The Netherlands-born coach, Vera Pauw, will be tasked with building a formidable team ahead of the 2015 FIFA Women’s World Cup in Canada.
She takes over from Joseph Mkhonza who has been appointed as national selector for all the women’s teams.
“We want to take the team to the next level,” SAFA technical director Fran Hilton-Smith said.
“We wanted to bring in someone with international experience at the highest level who can help take the team one step further and qualify for the World Cup.”
Pauw has worked as the technical director of the Russian Football Union and was the country’s interim coach in 2011.
She was Netherlands technical director and the women’s national team coach from 2004-2010, leading the country to the bronze medal in the European Championships in Finland in 2009.
“Vera comes with vast experience and will assist in elevating our local female coaches.
“She will also conduct workshops with our female coaches who have recently completed their CAF B licence.
“Former Banyana captain Simphiwe Dludlu completed her UEFA B licence in Holland and she’s one of the women who will be earmarked to go further in the coaching structures.”
Pauw arrives in South Africa on Monday and will immediately get to work preparing the team for its World Cup qualifying campaign.
In order to qualify for the World Cup, Banyana would have to finish in the top three at the CAF African Women Championships (AWC) scheduled for October in Namibia.
However, Banyana still needs to qualify for the AWC by winning its home and away ties against Comoros Islands.
“We have a camp on the 19th March where 40 national team candidates will arrive, including the previous Banyana team.
“Vera will have to whittle them down to prepare for a friendly against Nambia, who are the hosts of the AWC and to prepare for our qualifiers against Comoros in May.”
Hilton-Smith said they faced a busy year ahead as they looked to be worthy contenders on the international platform.
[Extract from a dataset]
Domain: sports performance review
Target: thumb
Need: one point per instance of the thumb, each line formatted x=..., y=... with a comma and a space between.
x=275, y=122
“We are going flat out this year, and one of our biggest problems is that we have to catch up on game time so we have to play a lot of friendlies.
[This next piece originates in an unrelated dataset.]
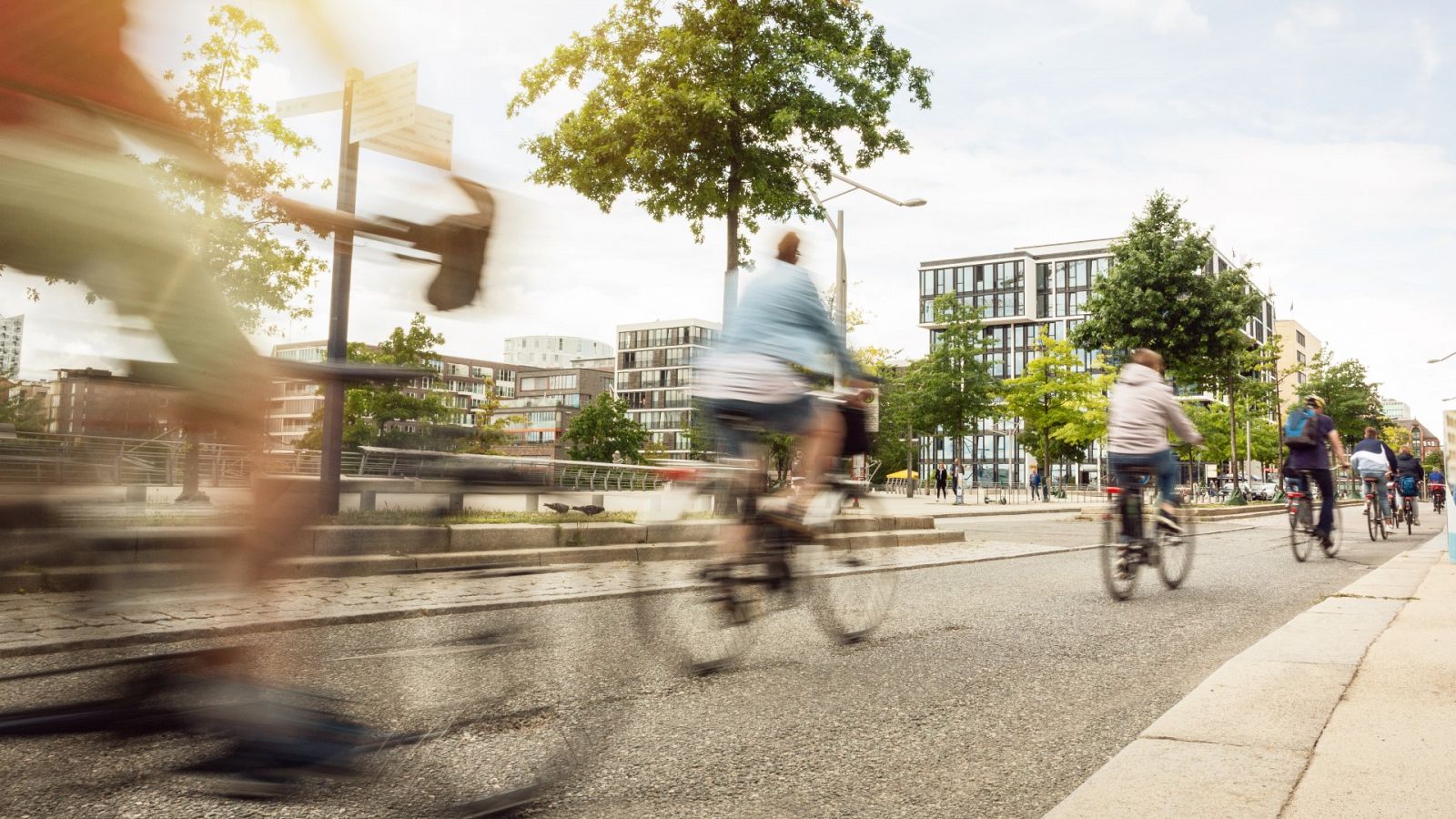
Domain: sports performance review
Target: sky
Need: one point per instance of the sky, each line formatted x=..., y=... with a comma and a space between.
x=1314, y=137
“That’s a problem for many women’s national teams in Africa, they don’t play enough and when you go to big tournaments you get hammered because you’re not playing.
“The vision shared by all is that the team must be in action and so we have a number of friendlies in the pipeline and have earmarked top teams to play against.”
Despite the new technical changes, Hilton-Smith insisted Banyana would keep its flair on the field of play.
“Banyana’s style won’t change.
“It’s their style that has got them to where they are.
“They qualified for the Olympics and the African women championships 2012, where they made it through to the final, and there is no possibility of changing their style.
“All we want to do is work on their tactical acumen and their physical ability.”